Looks good.. are you going to be able to continue to use this after you move? Lot of work and cost to benefit from it for a short period of time.

Sent from my LYA-L09 using Tapatalk


----------



## percymon

Do you need to board up the window, or just opaque film it to prevent prying eyes (but still allow some light in). Are the walls dry, or prone to condensations/damp ? -if they are you may want to use some inert material batons to keep any boards off the brickwork.

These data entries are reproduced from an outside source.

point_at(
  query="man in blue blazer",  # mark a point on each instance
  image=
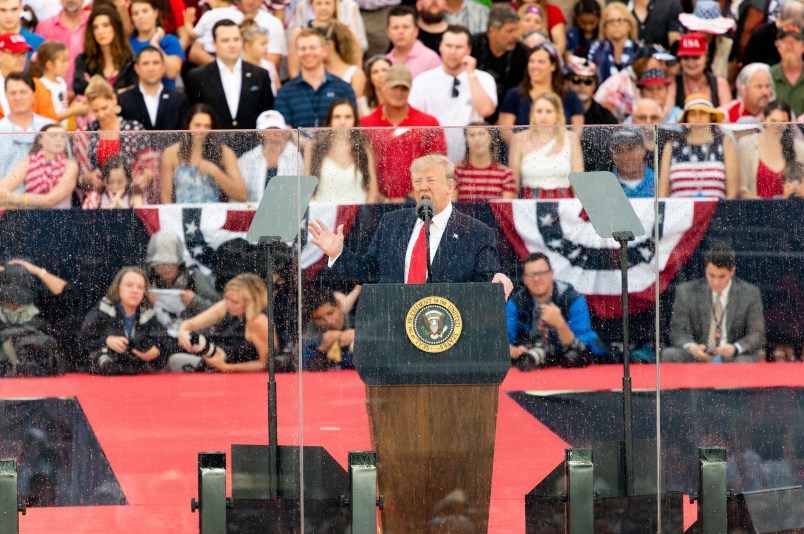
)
(462, 249)
(171, 106)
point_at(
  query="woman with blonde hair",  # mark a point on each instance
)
(619, 46)
(48, 175)
(121, 334)
(344, 56)
(324, 13)
(704, 162)
(374, 70)
(108, 135)
(543, 156)
(236, 328)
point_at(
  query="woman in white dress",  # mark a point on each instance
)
(342, 159)
(543, 156)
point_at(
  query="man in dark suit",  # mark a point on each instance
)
(149, 102)
(718, 318)
(238, 91)
(462, 249)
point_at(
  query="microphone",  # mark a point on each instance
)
(425, 209)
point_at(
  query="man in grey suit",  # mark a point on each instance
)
(718, 318)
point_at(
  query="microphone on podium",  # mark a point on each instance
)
(424, 210)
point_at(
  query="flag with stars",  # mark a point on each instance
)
(205, 227)
(590, 263)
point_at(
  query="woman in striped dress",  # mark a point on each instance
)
(44, 179)
(703, 163)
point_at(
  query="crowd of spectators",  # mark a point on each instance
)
(686, 99)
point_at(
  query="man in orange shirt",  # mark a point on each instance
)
(13, 53)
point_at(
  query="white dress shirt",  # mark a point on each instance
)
(232, 81)
(437, 227)
(152, 102)
(439, 224)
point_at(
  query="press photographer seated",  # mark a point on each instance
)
(548, 321)
(237, 326)
(121, 334)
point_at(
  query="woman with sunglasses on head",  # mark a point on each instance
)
(619, 46)
(149, 30)
(374, 70)
(555, 25)
(255, 50)
(772, 161)
(543, 74)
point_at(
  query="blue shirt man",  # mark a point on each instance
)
(304, 100)
(549, 321)
(628, 155)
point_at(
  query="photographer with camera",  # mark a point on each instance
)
(236, 337)
(121, 334)
(548, 321)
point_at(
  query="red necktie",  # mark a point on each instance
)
(417, 272)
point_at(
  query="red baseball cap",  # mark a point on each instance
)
(14, 43)
(692, 44)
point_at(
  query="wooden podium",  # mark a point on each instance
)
(432, 357)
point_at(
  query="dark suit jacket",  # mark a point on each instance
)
(203, 84)
(169, 114)
(467, 251)
(692, 313)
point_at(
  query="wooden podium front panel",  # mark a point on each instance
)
(435, 451)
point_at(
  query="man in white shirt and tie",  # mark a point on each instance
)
(718, 318)
(462, 249)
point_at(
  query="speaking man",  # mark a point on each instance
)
(462, 249)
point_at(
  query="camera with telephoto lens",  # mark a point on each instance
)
(202, 346)
(536, 356)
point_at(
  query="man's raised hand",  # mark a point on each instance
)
(330, 243)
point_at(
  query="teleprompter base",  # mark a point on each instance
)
(326, 484)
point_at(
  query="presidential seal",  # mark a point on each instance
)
(433, 324)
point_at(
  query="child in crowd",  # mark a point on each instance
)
(220, 9)
(531, 19)
(52, 62)
(480, 175)
(586, 16)
(44, 179)
(255, 50)
(116, 178)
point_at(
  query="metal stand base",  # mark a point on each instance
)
(212, 501)
(10, 505)
(363, 498)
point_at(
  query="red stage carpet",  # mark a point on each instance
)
(152, 427)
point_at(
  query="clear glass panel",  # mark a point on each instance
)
(466, 438)
(730, 310)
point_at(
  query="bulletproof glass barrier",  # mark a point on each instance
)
(455, 405)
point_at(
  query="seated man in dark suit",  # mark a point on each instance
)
(462, 249)
(149, 102)
(237, 90)
(718, 318)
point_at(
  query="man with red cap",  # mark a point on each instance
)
(695, 76)
(13, 53)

I obtained some used kitchen cabinets for the back wall of my garage, i dropped some closed cell foam sheets behind the floor cupboards and the wall cupboards just in case - this might be a cheap solution for your needs the next few years , and perhaps then useful to leave them installed for the father in law to utilise afterwards ? It would also allow you to sort any future garage, before having to move things across


----------



## virgiltracey

atbalfour said:


> Looks good.. are you going to be able to continue to use this after you move? Lot of work and cost to benefit from it for a short period of time.
> 
> Sent from my LYA-L09 using Tapatalk


This was my thought, If it was me i'd spend as little as possible until its your own place.

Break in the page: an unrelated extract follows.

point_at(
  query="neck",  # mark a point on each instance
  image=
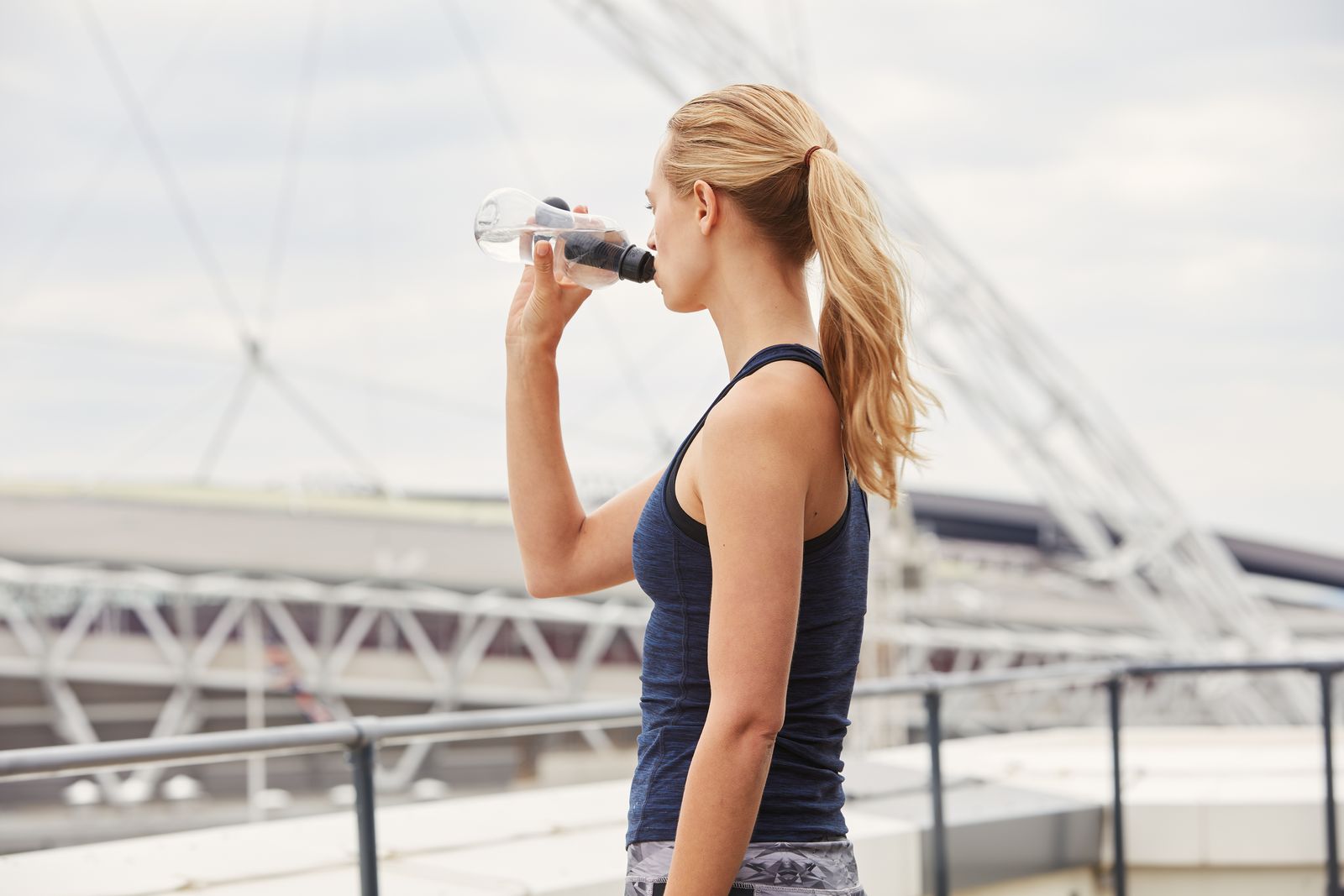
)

that said some opaque film on the window, a fresh coat of paint and some cheap Rolson floor tiles will make the place feel 100% better.
(i did both in my single garage for under £100)

If possible perhaps look at rolling or "standalone" storage, so you can take it with you to your next destination.

you're lucky the bricks already have paint on them, whilst not in great nick it will save you a coat or two of masonry paint.


----------



## Carscope

Thanks for all the feedback chaps

To clear up a few things

Everything I’m buying (apart from the paint) will be carried over to my next garage. I’ll still have use of this garage if needs be too. 

This will also help me to spread the cost over the next couple of years so I’ll be ready to go once we move out in a few years. 

Main reason for boarding up the window will be to increase the usable wall space, it will be a simple board so I can mount a cabinet. 


Sent from my iPhone using Tapatalk


----------



## Andyblue

Looks nice, be good with a clean paint job - if you’re not using it for the car inside, I’d have a think about colours instead of white ... 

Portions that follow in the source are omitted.